UK’s latest pop phenomenon does the next best thing. Goulding makes her malleable voice stand out above the swarm so her girl-in-trouble warbles send the message loud and clear. Her singing cross-references the weird rasps of Bjork, Enya’s Celtic trills as well as the more conventional pop-rock balladry of Kate Bush.
The production may be auto-tuned but Goulding manages to put across a plague of sorrows in “Don’t Say A Word,” fervent hope in “Anything Could Happen” and love hurts in “Figure 8”
“Lights,” Goulding’s first album came out two years ago after she built a reputation via the Internet. Her debut was blind-sided for prematurely reaping chart success and critical acclaim. For the second time, "Halcyon" delivers on her initial promise.
Celtic Woman is a revolving cast of singers and musicians who, on paper, are expected to take Celtic music to the global stage.
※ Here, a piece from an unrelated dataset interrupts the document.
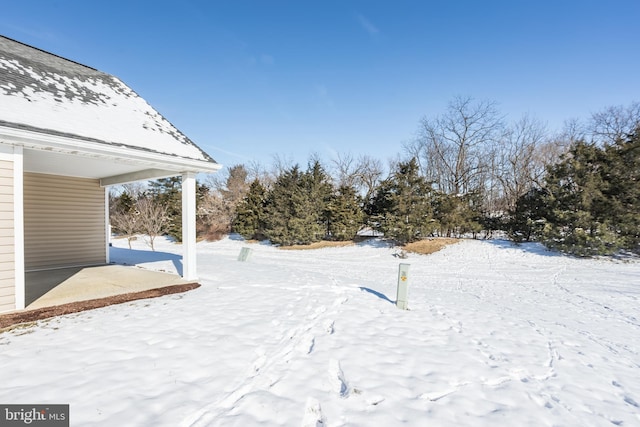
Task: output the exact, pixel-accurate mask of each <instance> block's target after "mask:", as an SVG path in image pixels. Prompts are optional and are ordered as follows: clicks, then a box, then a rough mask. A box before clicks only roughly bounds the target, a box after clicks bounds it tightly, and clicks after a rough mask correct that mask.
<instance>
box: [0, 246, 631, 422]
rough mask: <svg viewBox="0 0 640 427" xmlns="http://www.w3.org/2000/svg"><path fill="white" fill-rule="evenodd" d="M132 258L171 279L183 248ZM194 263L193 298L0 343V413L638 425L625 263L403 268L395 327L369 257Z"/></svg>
mask: <svg viewBox="0 0 640 427" xmlns="http://www.w3.org/2000/svg"><path fill="white" fill-rule="evenodd" d="M135 244H136V245H137V248H138V249H139V251H133V252H131V251H129V250H128V249H125V248H126V247H127V243H126V240H116V241H114V248H113V252H112V260H114V261H119V262H123V261H125V260H128V261H129V262H131V260H137V261H136V263H138V264H139V265H141V266H143V267H145V268H149V269H157V270H168V271H175V269H176V266H175V265H174V263H173V262H172V261H171V260H172V259H173V258H175V257H172V256H168V255H167V254H169V253H170V254H175V253H180V250H181V247H180V246H178V245H174V244H171V243H169V242H167V241H161V242H157V250H159V252H158V253H150V252H148V248H147V247H146V246H144V243H143V242H141V241H138V242H135ZM244 246H249V247H251V248H252V249H253V255H252V258H251V259H250V261H249V262H244V263H243V262H238V261H237V260H236V258H237V256H238V254H239V252H240V249H241V248H242V247H244ZM198 251H199V253H198V263H199V264H198V268H199V273H200V277H201V283H202V287H200V288H199V289H197V290H195V291H191V292H188V293H185V294H179V295H171V296H167V297H162V298H158V299H153V300H141V301H136V302H132V303H127V304H123V305H117V306H110V307H106V308H103V309H98V310H94V311H88V312H84V313H79V314H75V315H69V316H64V317H60V318H56V319H52V320H48V321H42V322H39V324H38V326H36V327H31V328H28V329H17V330H14V331H12V332H8V333H4V334H0V384H2V385H1V387H0V402H2V403H69V404H70V405H71V425H72V426H152V425H153V426H171V427H174V426H184V427H188V426H242V427H245V426H256V425H264V426H305V427H307V426H321V425H323V426H395V425H410V426H426V425H428V426H483V425H484V426H497V425H501V426H606V425H623V426H632V425H640V304H639V298H640V262H638V261H637V260H635V261H629V262H624V261H612V260H586V259H575V258H570V257H565V256H560V255H557V254H553V253H550V252H546V251H545V250H544V249H542V248H541V247H540V246H537V245H524V246H521V247H516V246H512V245H511V244H510V243H508V242H503V241H464V242H462V243H459V244H456V245H453V246H449V247H447V248H445V249H443V250H442V251H440V252H438V253H435V254H433V255H429V256H420V255H410V257H409V258H408V259H406V260H402V262H407V263H409V264H411V268H410V291H409V307H410V310H409V311H402V310H399V309H397V308H396V307H395V305H394V304H393V301H394V300H395V292H396V280H397V271H398V264H399V260H398V259H397V258H395V257H393V256H392V254H393V252H394V250H393V249H391V248H387V247H385V246H383V245H380V244H377V243H376V242H375V241H374V242H370V243H364V244H361V245H359V246H352V247H344V248H331V249H321V250H314V251H282V250H278V249H275V248H273V247H270V246H268V245H263V244H251V245H249V244H247V243H245V242H242V241H239V240H234V239H225V240H223V241H220V242H215V243H206V242H203V243H200V244H199V245H198ZM163 252H164V253H165V254H164V255H163ZM163 259H164V260H163Z"/></svg>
Celtic music refers to the traditional music of folks in Ireland, Scotland, Wales and lands beyond.
Clannad is the music’s most aggressive proponent but Celtic Woman has a more pop-oriented agenda. Thus, "Believe," the ensemble’s sixth album, compiles original compositions and remakes padded by a soaring choir, Celine Dion-ish vocals and old country instrumentation mostly lilting bagpipes and fiddles.
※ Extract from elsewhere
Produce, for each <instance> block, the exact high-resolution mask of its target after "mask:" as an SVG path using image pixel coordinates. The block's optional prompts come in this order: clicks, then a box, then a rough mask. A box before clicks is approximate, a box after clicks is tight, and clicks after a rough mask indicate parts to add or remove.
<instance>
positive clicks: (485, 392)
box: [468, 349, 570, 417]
In execution, the exercise brings back memories of Irish pop-rockers Big Country by way of The Corrs. Sure, there’s middle-of-the-road charm, literally, when the group takes on Rod Stewart’s “Sailing,” Simon and Garfunkel’s “Bridge Over Troubled Water” and the standard “You’ll Never Walk Alone.” But then, there’s also the dueling guitar exhilaration of “The Foxhunter” and a grand sweeping ode to Mama Mary.
"Believe" is a 5-star promo package for an enduring world music genre.
The Rolling Stones
Another decade, another massive Rolling Stones re-collection. For fans and completists, it’s 10 tracks more than the 40 Licks compilation a decade back plus two brand-new songs.
Here’s how the 50-song "Grrr!" stacks up: 24 songs from the ‘60s, twelve from the ‘70s, seven from the ‘80s, three from the ‘90s and four from Noughties. As a comprehensive career overview, "Grrr!" starts right with the group’s very first single, a cover of Chuck Berry’s “Come On,” and concludes with newer compositions: “Doom and Gloom” and “One More Shot,” which look back at the pop-rock beginnings of Jagger and Company.
"Grrr!" with over three hours of marathon listen is a fitting golden anniversary offering from these mythic rock and roll warriors.